Case conferences between GPs and a specialist team as a means of improving the care of people with life limiting heart failure or lung disease. — YRD

Case conferences between GPs and a specialist team as a means of improving the care of people with life limiting heart failure or lung disease. (471)

Geoffrey Mitchell 1 , Letitia Burridge 1 , Jenny Zhang 1 , Hugh Senior 1 , Maria Donald 1 , Lis Miller 1 , Claire Jackson 1
  1. NHMRC Centre of Research Excellence for Integrated Primary Secondary Care, Discipline of General Practice, University of Queensland, Brisbane

Introduction – Most people die of non-malignant disease and have a lengthy period of decline. Specialist palliative care services treat mainly cancer– primary care provides the bulk of end stage non-malignant disease. However, many GPs do not feel comfortable in this role. For patients of heart failure and lung health services, we piloted case conferences between the patient’s GP, a palliative care specialist and the specialist nurse to provide a case review and devise a formal palliative care plan.

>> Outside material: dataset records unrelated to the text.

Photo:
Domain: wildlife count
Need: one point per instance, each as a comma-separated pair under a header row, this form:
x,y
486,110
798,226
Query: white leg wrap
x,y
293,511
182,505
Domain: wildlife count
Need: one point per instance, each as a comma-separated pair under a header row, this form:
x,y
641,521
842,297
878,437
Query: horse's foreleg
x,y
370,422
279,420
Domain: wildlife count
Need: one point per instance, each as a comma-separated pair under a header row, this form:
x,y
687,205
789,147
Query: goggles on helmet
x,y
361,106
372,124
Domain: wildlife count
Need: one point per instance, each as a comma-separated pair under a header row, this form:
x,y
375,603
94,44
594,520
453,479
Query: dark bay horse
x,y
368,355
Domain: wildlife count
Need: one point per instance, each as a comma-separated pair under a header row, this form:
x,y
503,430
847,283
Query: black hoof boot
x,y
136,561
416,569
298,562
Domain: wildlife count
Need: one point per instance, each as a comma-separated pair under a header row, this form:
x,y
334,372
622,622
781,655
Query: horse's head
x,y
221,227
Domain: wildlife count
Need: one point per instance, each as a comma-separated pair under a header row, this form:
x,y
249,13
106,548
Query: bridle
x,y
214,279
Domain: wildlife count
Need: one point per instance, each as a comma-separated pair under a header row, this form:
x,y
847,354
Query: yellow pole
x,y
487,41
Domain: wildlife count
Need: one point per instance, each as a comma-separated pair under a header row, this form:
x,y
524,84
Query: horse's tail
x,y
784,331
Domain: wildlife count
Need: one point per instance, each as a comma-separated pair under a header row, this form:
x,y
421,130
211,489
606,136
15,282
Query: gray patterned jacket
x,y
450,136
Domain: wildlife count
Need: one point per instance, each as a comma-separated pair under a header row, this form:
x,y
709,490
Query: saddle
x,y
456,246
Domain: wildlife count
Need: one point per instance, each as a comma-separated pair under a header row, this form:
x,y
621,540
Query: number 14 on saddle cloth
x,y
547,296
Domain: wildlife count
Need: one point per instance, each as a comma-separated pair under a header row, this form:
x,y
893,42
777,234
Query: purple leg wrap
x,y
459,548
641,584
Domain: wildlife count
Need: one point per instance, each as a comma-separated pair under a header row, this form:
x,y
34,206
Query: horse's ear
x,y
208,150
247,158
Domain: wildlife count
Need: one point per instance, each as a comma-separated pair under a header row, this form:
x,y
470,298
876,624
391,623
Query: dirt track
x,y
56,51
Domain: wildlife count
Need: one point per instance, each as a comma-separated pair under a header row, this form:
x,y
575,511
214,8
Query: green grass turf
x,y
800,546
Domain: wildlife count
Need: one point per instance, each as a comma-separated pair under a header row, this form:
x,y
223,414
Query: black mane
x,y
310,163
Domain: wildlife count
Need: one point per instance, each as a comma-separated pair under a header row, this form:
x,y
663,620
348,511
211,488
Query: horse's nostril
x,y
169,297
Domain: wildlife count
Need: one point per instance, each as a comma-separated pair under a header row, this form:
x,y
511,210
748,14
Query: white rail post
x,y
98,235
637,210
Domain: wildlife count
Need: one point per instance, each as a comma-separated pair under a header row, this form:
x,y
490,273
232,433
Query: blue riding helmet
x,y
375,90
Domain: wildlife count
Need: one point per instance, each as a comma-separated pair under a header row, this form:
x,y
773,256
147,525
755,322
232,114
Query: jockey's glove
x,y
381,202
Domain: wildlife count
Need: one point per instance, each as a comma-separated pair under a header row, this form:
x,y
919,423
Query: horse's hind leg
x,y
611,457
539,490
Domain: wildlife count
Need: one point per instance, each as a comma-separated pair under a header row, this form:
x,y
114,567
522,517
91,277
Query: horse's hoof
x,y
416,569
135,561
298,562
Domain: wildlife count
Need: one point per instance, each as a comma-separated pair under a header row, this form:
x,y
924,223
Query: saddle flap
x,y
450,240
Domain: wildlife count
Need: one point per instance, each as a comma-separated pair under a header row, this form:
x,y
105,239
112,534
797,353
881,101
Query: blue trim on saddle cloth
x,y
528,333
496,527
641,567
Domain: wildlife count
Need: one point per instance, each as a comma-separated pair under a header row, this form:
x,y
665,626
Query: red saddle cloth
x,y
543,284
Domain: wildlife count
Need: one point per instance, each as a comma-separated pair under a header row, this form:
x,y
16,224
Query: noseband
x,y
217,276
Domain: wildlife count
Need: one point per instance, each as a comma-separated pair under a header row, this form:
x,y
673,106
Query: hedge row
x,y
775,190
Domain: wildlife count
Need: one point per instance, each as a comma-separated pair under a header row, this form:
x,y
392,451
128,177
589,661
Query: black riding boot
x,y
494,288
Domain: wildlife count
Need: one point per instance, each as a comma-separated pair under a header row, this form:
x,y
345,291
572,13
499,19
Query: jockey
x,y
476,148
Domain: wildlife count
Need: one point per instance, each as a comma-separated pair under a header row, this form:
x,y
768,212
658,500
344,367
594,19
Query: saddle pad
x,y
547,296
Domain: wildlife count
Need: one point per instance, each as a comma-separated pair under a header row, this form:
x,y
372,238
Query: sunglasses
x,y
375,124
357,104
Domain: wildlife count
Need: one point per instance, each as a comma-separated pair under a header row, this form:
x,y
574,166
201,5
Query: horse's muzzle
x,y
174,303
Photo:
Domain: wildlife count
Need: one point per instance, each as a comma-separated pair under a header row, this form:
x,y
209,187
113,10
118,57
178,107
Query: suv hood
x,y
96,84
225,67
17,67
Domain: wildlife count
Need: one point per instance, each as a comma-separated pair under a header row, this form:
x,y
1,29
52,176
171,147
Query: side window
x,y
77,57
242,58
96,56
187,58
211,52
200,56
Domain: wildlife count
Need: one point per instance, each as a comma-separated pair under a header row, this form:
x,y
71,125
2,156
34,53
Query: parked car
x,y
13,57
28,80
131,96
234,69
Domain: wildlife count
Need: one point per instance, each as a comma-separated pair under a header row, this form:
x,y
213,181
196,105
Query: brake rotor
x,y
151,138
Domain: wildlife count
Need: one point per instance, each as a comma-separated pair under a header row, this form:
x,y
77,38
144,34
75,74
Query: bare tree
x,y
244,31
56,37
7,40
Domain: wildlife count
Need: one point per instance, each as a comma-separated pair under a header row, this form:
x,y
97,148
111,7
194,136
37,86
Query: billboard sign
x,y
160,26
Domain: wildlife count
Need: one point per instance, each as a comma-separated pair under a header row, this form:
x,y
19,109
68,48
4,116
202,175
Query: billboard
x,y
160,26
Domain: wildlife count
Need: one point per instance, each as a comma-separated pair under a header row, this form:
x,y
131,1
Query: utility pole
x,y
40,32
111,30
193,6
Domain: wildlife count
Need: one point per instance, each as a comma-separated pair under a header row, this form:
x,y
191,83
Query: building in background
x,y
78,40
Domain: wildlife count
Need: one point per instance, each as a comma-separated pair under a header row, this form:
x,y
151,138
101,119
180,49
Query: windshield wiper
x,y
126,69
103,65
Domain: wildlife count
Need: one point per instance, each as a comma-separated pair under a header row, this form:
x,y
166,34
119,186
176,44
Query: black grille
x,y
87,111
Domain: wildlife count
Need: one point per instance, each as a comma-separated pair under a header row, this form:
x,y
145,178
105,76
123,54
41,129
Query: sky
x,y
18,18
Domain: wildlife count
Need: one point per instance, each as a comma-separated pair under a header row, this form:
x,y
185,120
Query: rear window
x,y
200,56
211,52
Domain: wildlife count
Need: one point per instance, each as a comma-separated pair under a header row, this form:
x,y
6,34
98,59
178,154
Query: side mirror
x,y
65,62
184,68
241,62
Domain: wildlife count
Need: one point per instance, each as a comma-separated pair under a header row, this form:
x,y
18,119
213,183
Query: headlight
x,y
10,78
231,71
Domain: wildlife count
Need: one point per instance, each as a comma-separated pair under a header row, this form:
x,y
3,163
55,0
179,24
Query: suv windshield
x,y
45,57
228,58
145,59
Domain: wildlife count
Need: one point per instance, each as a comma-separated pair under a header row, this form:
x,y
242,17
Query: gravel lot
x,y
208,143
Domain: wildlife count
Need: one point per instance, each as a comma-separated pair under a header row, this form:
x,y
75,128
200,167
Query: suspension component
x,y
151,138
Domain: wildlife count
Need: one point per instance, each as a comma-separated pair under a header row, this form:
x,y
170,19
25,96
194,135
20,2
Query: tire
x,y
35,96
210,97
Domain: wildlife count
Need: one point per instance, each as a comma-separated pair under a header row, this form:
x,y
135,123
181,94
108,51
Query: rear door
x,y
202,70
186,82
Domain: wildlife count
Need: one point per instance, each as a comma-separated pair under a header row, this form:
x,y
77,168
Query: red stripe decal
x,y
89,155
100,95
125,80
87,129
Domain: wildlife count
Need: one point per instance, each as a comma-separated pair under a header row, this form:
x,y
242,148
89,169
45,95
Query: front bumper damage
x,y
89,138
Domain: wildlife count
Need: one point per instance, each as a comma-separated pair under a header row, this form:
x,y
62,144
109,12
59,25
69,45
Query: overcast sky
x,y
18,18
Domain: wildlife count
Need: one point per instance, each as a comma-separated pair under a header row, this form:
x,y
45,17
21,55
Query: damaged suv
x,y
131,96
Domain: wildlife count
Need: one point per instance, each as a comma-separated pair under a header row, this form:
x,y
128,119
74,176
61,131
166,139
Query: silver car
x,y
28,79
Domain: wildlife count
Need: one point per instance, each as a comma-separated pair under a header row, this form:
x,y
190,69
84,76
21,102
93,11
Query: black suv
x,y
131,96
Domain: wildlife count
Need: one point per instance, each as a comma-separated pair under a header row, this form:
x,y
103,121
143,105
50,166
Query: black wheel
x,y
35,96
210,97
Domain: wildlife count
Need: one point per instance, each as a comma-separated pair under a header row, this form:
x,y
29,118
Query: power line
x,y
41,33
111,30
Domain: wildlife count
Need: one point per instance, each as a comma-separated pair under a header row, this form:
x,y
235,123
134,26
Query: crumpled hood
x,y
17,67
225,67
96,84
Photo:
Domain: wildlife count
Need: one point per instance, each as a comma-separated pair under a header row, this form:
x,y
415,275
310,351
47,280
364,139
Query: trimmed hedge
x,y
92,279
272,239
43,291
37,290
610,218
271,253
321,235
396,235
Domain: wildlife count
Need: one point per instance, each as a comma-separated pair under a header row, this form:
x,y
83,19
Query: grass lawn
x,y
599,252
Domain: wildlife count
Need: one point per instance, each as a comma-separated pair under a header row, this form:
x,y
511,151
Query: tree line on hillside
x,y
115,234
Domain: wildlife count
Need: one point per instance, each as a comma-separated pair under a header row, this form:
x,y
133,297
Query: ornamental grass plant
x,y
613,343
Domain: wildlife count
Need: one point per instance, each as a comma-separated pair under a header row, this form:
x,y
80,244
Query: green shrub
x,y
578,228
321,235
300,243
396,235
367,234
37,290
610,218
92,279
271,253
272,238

Case conferences were held at the GP surgery. Patients were advised of the plan by the nurse, and had input into plan modification.


Method – Pre-post case conference chart audit (health service and GP) reviewing plan adherence, qualitative study of health professional participants, and service utilization before and after case conference.


Results – Twenty-three cases conferences, one GP refusal to participate. Of 82 recommendations, 55 (67%) were enacted.  Most recommendations related to Physical, Social, Emotional and Personal control. Annualised rate of emergency department (ED) visits fell from 13.9 to 2.1 (p = 0.001), ED visits not leading to hospitalization from 3.9 to 0.4 (p=0.05), inpatient stays from 11.4 to 3.5 (p=0.002) and average length of inpatient stay from 7.0 to 3.7 days (p=0.009).  Participants identified improved communication and clarity of the care plan. Patient data were not collected at this stage of the pilot process.

Conclusion – Substantial improvements in health service utilization appear to result from this process, but this needs to be tested by a randomized controlled trial.